谋士的心最是敏感,主公的信任与重用,对他们而言比什么都重要。如今王镜不仅把他排除在随军名单之外,王镜神色间还带着几分生硬与冷漠,郭嘉只觉得心口被填入一把沙,又闷又涩。

可转念一想,她要去的地方是乌桓腹地,那是史书里记载的险地,有蛮荒之地的瘴气,有冬天刺骨的严寒,还有乌桓人时常出没的密林……他又忍不住替她揪心。

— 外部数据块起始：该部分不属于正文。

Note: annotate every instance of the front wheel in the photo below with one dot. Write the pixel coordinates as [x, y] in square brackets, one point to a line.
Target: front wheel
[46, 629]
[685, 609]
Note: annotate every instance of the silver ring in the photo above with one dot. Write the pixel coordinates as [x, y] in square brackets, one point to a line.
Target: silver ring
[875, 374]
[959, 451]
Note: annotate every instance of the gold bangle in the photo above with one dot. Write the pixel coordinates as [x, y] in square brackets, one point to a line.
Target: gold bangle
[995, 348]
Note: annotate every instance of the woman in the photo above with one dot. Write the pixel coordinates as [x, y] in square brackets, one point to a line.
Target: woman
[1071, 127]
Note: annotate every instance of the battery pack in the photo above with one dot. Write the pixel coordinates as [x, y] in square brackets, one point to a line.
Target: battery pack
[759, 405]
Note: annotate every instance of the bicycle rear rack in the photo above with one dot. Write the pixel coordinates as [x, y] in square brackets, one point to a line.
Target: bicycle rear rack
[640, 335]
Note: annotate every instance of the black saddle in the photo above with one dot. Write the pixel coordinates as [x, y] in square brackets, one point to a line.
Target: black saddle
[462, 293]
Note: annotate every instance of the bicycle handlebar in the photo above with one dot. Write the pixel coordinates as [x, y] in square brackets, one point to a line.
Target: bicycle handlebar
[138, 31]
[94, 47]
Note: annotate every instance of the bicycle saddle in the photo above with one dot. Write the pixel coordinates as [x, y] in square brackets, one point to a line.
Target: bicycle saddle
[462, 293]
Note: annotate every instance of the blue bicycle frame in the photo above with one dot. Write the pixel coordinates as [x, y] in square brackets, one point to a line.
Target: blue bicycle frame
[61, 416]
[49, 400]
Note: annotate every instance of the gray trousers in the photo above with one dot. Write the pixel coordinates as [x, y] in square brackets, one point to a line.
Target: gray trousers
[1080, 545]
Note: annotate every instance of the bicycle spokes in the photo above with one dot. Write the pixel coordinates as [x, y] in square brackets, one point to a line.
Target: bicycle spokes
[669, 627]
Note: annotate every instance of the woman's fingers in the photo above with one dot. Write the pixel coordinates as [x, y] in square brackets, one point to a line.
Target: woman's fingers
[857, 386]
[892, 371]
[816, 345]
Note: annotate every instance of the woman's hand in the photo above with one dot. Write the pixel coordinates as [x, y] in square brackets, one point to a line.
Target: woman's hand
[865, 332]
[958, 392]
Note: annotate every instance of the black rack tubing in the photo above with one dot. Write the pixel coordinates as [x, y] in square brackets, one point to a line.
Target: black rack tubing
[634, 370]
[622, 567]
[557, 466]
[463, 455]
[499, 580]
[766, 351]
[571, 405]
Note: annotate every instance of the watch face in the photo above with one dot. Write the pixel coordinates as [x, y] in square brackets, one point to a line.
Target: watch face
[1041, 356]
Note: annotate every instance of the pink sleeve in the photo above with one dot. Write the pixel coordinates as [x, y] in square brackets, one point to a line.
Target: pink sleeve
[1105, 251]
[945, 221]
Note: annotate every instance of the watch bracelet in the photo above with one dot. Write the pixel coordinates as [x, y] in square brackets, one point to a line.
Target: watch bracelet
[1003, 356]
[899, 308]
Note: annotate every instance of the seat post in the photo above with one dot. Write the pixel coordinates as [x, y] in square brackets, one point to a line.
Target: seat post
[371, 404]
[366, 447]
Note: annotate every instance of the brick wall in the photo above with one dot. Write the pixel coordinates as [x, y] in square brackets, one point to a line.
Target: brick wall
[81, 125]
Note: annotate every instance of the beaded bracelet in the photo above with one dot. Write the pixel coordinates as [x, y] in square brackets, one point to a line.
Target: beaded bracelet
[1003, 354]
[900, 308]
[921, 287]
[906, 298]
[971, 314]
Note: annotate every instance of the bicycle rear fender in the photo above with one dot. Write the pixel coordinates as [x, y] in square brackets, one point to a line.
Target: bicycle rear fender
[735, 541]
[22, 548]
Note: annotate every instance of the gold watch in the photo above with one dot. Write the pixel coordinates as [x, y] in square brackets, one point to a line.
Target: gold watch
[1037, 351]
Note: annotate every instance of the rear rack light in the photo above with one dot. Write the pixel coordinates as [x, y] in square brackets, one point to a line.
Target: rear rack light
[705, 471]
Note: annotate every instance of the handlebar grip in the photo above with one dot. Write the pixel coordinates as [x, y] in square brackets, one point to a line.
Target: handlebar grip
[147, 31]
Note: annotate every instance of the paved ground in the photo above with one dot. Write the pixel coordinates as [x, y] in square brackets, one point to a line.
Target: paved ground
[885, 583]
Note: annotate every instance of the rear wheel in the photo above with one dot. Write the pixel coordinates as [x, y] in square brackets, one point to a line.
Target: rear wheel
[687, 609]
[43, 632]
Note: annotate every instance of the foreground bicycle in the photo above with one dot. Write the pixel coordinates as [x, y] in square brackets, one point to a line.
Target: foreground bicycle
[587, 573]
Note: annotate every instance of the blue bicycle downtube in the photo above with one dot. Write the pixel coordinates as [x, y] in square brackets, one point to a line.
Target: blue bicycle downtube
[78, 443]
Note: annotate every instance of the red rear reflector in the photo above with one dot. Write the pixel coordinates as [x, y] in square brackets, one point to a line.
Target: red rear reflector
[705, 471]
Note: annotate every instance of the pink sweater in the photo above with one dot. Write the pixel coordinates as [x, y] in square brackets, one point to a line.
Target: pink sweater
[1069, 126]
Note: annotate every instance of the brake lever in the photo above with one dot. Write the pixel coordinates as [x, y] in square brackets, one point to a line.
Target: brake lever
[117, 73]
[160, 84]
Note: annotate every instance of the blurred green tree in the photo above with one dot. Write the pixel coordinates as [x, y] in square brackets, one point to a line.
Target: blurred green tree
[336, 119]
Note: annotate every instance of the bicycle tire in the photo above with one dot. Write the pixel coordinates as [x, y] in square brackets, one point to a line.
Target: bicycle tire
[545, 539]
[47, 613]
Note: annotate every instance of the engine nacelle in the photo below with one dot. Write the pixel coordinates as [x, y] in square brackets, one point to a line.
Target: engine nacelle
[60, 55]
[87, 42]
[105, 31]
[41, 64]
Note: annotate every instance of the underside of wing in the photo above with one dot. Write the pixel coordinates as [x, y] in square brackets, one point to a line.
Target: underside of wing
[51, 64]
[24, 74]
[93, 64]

两种情绪在心底翻涌,让那双平日里总是含着三分笑意的眼睛,此刻却像是蒙了一层薄冰,冷而锐利,又隐隐透着一丝受伤。

“主公既已做了决定,那嘉没什么可说的。只是望主公一路保重,别让……别让后方的人悬心。”

王镜正想再说些什么,帐外忽然传来亲兵的声音:“主公,粮官求见,说是粮草清点出了些纰漏,需得您亲自过目。”

她抬头看了看郭嘉紧绷的侧脸,又望向帐外,终究还是公务要紧。

“此事过后,我再与你细说。”她拿起案上的令牌,快步走了出去。

帐帘落下的声音,在寂静的帐内显得格外清晰。

郭嘉独自站在原地,良久,轻轻叹了口气。

……

夜色渐深,帐内烛火已熄,只余一缕月光透过帐隙,在地上投下朦胧的银辉。

王镜侧卧在榻上,闭目假寐,却始终未能入眠。

忽然,床榻微微一沉,身后传来窸窣的衣料摩擦声。她尚未反应过来,一双手臂便从背后环上她的腰,温热的胸膛贴了上来,带着夜风的凉意。

“出去。”她声音淡淡,却并未挣开。